Day 25
Calling
The thing is, underneath it all, so often we’re not sure. Not sure who we are, not sure that we’re valuable, not sure where to place our feet in all this whirling world. Who am I? What on earth and I here for? What does it all mean? Questions as comfortably discomforting as old slippers, familiar, well trodden. Questions that lurk in the corridors of our minds ambushing us just when we begin to feel we’ve got it all figured out. There must be more than this… Is there more than this?
“From that time on Jesus began to preach, ‘Repent, for the kingdom of heaven has come near.’” Matthew 4:17
Jesus messes everything up. Let’s get that clear from the very beginning. When the real Jesus walks into our lives, the grit of Galilean dust fresh on the soles of His sandals and the light of eternal purpose in His eyes, well, He messes everything up. All our neat ideas of a rational, sensible life, a comfortable Sunday morning Christianity, a nice arms length separation between faith and life, religion and living, ideals and practice. Trashed. Totalled.

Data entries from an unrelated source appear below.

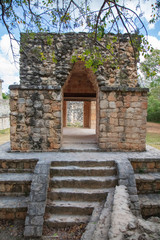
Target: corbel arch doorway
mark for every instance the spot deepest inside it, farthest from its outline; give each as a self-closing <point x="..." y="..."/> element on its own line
<point x="80" y="88"/>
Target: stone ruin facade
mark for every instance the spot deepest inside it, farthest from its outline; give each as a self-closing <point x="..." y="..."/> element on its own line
<point x="4" y="110"/>
<point x="48" y="79"/>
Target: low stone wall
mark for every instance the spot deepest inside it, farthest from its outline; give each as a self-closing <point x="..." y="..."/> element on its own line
<point x="35" y="119"/>
<point x="123" y="119"/>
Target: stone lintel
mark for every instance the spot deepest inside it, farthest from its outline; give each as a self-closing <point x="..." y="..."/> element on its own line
<point x="14" y="87"/>
<point x="123" y="89"/>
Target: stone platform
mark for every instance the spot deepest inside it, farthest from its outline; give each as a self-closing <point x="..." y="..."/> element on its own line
<point x="46" y="169"/>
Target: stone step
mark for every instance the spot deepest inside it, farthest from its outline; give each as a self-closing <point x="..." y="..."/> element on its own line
<point x="70" y="207"/>
<point x="75" y="194"/>
<point x="17" y="165"/>
<point x="13" y="207"/>
<point x="145" y="165"/>
<point x="150" y="205"/>
<point x="148" y="183"/>
<point x="15" y="184"/>
<point x="82" y="171"/>
<point x="56" y="220"/>
<point x="83" y="182"/>
<point x="83" y="163"/>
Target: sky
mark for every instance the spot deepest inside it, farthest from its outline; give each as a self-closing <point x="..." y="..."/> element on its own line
<point x="9" y="71"/>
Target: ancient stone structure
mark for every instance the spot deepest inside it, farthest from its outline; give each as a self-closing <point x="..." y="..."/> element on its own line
<point x="48" y="79"/>
<point x="4" y="111"/>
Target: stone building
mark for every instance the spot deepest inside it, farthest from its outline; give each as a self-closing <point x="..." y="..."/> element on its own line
<point x="48" y="79"/>
<point x="4" y="111"/>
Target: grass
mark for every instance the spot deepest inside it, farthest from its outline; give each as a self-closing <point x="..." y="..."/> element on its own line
<point x="153" y="139"/>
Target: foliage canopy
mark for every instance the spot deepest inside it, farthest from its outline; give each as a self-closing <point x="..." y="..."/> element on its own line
<point x="73" y="15"/>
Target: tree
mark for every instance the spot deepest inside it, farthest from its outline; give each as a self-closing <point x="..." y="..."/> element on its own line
<point x="151" y="68"/>
<point x="151" y="71"/>
<point x="68" y="15"/>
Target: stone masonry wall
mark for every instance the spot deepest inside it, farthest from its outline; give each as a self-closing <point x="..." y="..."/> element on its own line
<point x="46" y="59"/>
<point x="35" y="119"/>
<point x="123" y="119"/>
<point x="37" y="103"/>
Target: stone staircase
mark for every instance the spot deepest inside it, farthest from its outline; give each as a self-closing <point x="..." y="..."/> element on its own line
<point x="15" y="181"/>
<point x="75" y="190"/>
<point x="147" y="175"/>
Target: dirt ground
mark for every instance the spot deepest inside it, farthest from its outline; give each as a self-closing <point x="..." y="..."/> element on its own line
<point x="153" y="127"/>
<point x="10" y="230"/>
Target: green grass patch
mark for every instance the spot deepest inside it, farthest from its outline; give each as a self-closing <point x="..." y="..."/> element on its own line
<point x="5" y="131"/>
<point x="153" y="139"/>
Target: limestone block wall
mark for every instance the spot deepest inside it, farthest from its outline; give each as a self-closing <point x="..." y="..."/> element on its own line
<point x="123" y="119"/>
<point x="35" y="119"/>
<point x="46" y="59"/>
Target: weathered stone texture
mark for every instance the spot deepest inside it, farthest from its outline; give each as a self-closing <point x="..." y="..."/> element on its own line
<point x="48" y="78"/>
<point x="35" y="71"/>
<point x="35" y="120"/>
<point x="122" y="120"/>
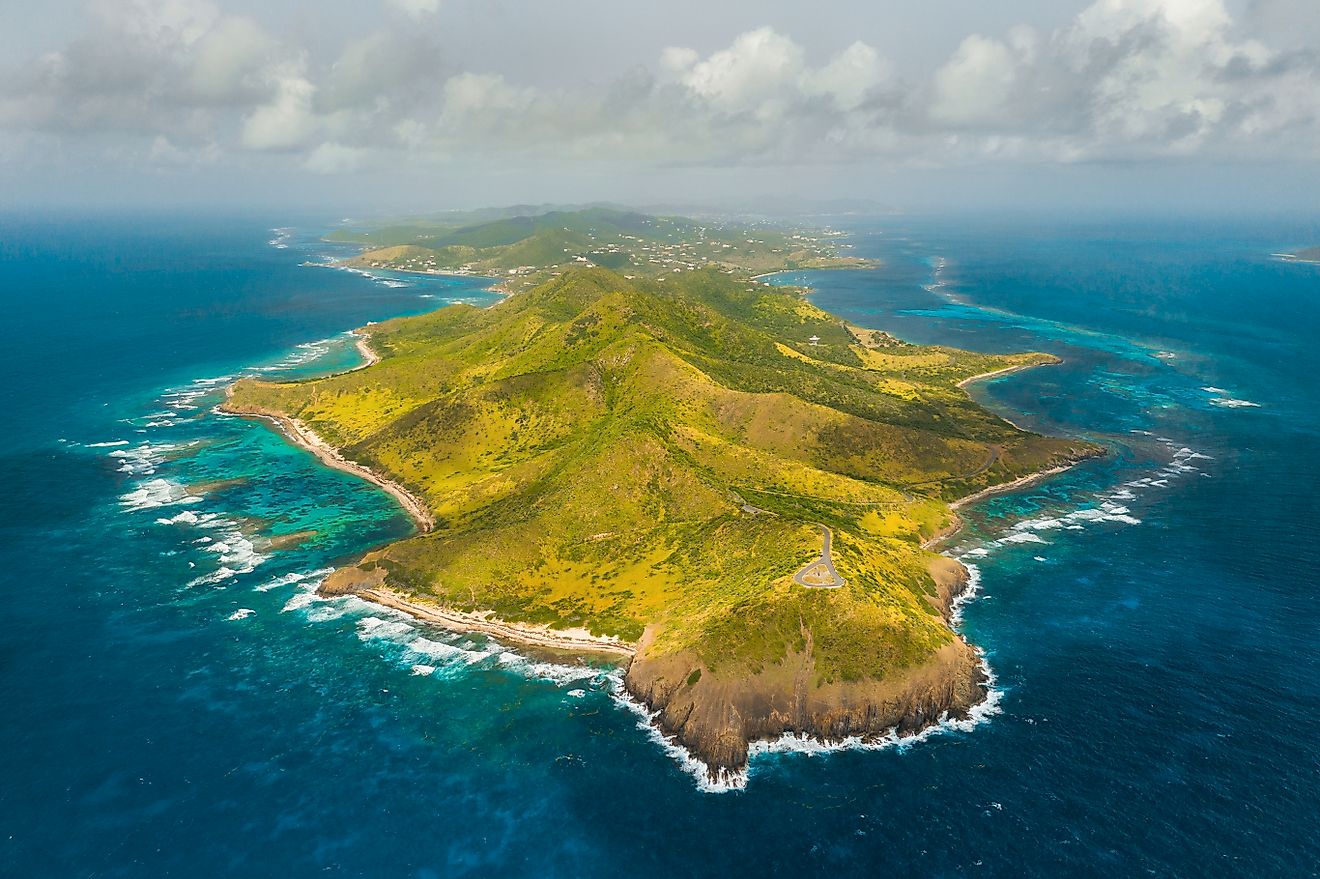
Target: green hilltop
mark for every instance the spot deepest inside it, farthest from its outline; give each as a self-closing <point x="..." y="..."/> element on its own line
<point x="654" y="457"/>
<point x="529" y="248"/>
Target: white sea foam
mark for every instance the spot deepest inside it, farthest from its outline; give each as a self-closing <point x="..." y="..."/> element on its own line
<point x="302" y="354"/>
<point x="143" y="459"/>
<point x="186" y="518"/>
<point x="218" y="576"/>
<point x="793" y="743"/>
<point x="1225" y="400"/>
<point x="157" y="492"/>
<point x="1022" y="537"/>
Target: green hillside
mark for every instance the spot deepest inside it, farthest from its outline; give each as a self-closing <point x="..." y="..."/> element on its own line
<point x="535" y="247"/>
<point x="656" y="457"/>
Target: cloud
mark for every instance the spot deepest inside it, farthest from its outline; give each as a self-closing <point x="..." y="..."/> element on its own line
<point x="417" y="8"/>
<point x="287" y="120"/>
<point x="334" y="159"/>
<point x="1123" y="79"/>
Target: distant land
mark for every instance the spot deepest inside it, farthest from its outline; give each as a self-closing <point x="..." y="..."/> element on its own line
<point x="646" y="453"/>
<point x="524" y="250"/>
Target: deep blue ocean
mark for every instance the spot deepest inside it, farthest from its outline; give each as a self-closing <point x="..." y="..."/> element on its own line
<point x="177" y="702"/>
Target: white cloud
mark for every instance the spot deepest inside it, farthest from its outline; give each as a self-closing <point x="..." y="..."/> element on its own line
<point x="976" y="82"/>
<point x="849" y="77"/>
<point x="334" y="159"/>
<point x="287" y="120"/>
<point x="1122" y="79"/>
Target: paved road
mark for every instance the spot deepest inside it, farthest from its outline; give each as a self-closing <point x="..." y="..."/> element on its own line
<point x="825" y="561"/>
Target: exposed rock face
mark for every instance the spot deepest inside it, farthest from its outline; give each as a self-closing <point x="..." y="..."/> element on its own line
<point x="716" y="717"/>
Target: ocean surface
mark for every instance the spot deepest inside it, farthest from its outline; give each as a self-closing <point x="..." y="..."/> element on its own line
<point x="177" y="702"/>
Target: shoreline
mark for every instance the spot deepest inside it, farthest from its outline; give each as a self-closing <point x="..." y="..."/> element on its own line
<point x="306" y="438"/>
<point x="527" y="635"/>
<point x="916" y="719"/>
<point x="1019" y="367"/>
<point x="363" y="345"/>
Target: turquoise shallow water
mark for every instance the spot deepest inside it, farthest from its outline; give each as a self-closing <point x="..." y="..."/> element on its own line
<point x="178" y="704"/>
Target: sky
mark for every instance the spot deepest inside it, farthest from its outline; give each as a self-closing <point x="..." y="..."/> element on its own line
<point x="430" y="104"/>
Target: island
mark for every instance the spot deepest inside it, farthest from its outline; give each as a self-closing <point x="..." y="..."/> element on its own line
<point x="526" y="250"/>
<point x="697" y="473"/>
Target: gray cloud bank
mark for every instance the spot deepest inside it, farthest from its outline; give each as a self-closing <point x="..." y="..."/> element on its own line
<point x="184" y="83"/>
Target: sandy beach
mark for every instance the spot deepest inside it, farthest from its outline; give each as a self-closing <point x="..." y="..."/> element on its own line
<point x="306" y="438"/>
<point x="1003" y="371"/>
<point x="574" y="640"/>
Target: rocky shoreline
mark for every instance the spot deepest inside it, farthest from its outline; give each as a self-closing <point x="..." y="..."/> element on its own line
<point x="717" y="717"/>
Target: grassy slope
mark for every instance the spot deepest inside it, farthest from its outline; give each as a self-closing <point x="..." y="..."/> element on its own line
<point x="588" y="448"/>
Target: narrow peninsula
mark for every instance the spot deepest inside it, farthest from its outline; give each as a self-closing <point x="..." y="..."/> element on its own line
<point x="702" y="474"/>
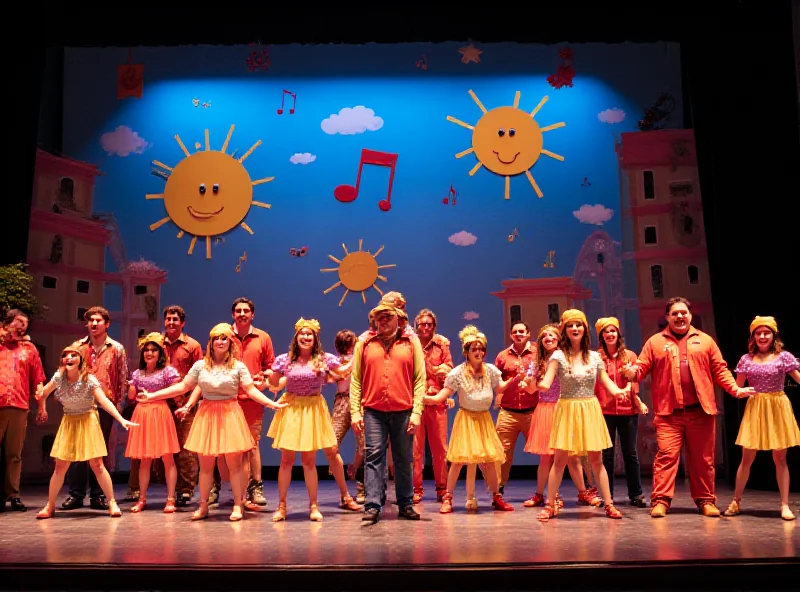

“As Jesus was walking beside the Sea of Galilee, he saw two brothers, Simon called Peter and his brother Andrew. They were casting a net into the lake, for they were fishermen.” Matthew 4:18
Simon and Andrew were fishermen. James and John were fishermen. It’s what they did. It’s what their fathers did, and (in traditional communities) most probably what their father’s father’s did before them. Life was organised, straightforward, easy. Their identities were stitched to their trades with unbreakable threads of familiarity. They were living through a story script given them by years, years of tradition, family expectation and culture. They knew each line by heart, lived each line by breath, day by day, hour by hour, minute by minute. Their script was them, they were their script. They were fishermen. End of story.